Sutherland ritiene di conferire rilevanza alle condizioni di scelta del comportamento delinquenziale nel senso che sarebbe solo in relazione alle alternative esistenti al momento di decidere che il soggetto opterà per la commissione di un crimine oppure per un comportamento lecito. Si è negato che la teoria attribuisse rilievo ai semplici contatti o alle associazioni criminali, cosa che l’avrebbe esposta a facile critica.
Di particolare è poi la precisazione di come, nella teoria, il contatto che assume rilievo quale fattore causale del crimine non sia quello con i delinquenti ma con i modelli di comportamento favorevoli alla delinquenza. Fra le critiche più note quella per cui la teoria non spieghi né l’origine della criminalità né la criminalità di coloro che non hanno avuto un precedente contatto con criminali. A questo genere di rilievi si è spesso replicato come quella delle associazioni differenziali sia una teoria astratta e non suffragabile a livello empirico. Secondo Cressey (allievo di Sutherland) dovrebbe essere considerata un principio del conflitto normativo.

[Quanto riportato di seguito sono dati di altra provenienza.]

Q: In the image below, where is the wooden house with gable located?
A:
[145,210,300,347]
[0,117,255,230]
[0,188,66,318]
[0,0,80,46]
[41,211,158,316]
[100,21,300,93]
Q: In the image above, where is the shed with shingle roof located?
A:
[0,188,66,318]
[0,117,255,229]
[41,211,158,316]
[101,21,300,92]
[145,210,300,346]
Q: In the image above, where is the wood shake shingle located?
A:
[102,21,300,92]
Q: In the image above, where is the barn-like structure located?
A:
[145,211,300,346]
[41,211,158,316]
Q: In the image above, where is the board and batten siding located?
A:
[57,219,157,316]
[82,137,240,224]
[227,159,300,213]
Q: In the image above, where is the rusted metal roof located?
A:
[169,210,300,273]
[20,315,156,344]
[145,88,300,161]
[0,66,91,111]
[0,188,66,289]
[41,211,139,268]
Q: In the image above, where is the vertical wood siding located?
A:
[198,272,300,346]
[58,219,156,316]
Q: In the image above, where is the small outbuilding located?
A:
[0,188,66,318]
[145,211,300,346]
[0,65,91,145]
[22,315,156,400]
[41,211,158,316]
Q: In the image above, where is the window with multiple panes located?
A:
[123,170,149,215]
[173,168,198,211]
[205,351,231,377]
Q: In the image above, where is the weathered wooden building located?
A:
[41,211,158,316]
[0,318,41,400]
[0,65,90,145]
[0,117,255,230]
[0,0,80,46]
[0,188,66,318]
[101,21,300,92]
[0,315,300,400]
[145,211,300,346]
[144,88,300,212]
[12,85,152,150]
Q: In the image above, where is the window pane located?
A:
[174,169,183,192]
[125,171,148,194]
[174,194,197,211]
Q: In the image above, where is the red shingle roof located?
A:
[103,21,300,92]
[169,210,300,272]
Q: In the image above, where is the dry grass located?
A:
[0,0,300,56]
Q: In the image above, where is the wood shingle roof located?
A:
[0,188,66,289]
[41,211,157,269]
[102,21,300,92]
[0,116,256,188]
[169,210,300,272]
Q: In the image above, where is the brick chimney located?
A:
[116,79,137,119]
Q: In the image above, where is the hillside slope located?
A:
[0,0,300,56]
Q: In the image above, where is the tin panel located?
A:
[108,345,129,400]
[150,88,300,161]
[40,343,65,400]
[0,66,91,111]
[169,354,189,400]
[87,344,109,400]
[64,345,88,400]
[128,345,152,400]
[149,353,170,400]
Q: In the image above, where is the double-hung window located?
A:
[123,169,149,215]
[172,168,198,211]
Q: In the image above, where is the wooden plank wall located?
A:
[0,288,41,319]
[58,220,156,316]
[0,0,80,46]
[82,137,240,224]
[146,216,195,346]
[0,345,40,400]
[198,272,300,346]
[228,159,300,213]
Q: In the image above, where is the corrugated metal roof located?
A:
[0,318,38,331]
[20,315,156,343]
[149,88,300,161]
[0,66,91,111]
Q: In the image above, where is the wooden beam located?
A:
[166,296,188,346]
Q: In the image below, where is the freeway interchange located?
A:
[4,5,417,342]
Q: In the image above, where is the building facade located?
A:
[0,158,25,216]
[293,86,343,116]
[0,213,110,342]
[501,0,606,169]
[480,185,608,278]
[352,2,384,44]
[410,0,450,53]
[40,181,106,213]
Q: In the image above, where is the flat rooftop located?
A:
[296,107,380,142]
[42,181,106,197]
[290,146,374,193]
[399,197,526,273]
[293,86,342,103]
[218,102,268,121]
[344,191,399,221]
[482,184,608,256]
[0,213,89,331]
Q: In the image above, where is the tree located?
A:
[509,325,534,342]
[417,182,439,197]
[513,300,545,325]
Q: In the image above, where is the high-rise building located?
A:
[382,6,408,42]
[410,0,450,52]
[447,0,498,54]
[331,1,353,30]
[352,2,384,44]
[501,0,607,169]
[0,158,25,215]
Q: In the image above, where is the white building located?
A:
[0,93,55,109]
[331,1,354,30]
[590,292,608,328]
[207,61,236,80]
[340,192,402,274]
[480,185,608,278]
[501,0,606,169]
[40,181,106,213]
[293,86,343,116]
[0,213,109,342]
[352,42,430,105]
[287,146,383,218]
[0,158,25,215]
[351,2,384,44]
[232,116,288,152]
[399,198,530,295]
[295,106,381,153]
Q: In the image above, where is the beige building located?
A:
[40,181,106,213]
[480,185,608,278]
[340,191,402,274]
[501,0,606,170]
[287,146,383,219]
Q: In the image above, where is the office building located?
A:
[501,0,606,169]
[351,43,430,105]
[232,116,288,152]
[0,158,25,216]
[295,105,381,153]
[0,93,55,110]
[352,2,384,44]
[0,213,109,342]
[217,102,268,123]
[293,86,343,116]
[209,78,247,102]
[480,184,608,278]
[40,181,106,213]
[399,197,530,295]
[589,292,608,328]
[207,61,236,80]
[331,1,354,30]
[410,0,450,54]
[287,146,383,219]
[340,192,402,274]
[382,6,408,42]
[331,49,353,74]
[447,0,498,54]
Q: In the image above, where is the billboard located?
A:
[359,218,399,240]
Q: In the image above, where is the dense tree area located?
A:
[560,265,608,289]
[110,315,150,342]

Altrettanto scontato per una teoria sostenuta dalla pretesa di applicarsi a tutti i tipi di criminalità, è che la critica criminologica ne abbia segnalato innumerevoli eccezioni ossia comportamenti criminali cui essa non sembrava adattarsi. Maggior interesse rivestono le critiche secondo cui l’associazione differenziale non terrebbe conto a sufficienza delle diverse modalità di percezione da parte dei singoli individui, dei modelli criminali e anticriminali con cui vengono a contatto. Si accredita un certo fondamento a questa critica dove essa lamenta che la teoria non abbia meglio identificato le componenti delle definizioni favorevoli e non alla violazione della legge.